ResPublica’s Green Paper

ResPublica’s latest Green Paper (http://www.respublica.org.uk/item/The-Community-Renewables-Economy-Starting-up-scaling-up-and-spinning-out-zlbz) is one of a series of ‘short provocative pieces’ aimed at ‘sparking debate’. It has been published in advance of the forthcoming government policy paper on community renewables, and argues an interesting case for joint ventures as a basis for growth in UK community energy.
There are one or two unfortunate factual errors such as describing Baywind as a project without any equity in its project, and stating (in the source data from Scene Connect) that Westmill wind farm is owned by its charitable arm WESET. In each case a co-operative (which is part of the Energy4All ‘family’ of co-ops) holds 100% ownership of these two iconic projects.
However ResPublica makes some very useful points that are in line with Energy4All’s own recent response to the DECC (Dept of Energy & Climate Change) consultation…..

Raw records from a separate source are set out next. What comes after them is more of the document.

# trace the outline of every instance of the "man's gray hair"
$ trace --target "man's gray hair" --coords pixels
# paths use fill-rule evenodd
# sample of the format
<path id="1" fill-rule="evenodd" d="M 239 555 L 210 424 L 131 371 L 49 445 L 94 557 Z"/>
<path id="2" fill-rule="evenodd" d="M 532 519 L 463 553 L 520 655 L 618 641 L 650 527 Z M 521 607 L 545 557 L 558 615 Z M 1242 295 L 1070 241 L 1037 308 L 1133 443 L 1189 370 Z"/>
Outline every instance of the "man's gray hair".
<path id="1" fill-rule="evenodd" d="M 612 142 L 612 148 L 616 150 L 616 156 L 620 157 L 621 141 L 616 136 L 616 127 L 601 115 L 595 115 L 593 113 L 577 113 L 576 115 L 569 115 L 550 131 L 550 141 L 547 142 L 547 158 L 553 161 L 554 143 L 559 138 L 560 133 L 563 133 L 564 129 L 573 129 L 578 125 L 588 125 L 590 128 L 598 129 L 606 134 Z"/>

The huge potential of community energy is noted, with the suggestion that a target of 20% of UK renewables in community ownership by 2020, is achievable. The necessity of engaging communities if the UK is to meet its international obligations, the virtuous circle of reinvestment that often accompanies community schemes, and the social benefits, are also stressed.
ResPublica notes the huge frustration of community groups at the barriers they face in delivering community renewables projects. Two prime villains are singled out: ‘overbearing planning restrictions’ and ‘a dearth of external private finance’. Other barriers are also identified such as a lack of guidance, information and expertise in community groups. Energy4All would not disagree with any of these findings, which are familiar ground for anyone involved in the sector and affect any community project that raises its sights above the level of small PV installations. Progress on any of these would be most welcome, particularly the Planning issue and the perennial shortage of both Risk and Investment capital. Based on this analysis, ResPublica then makes its key Recommendation for the greater use of Joint Ownership models.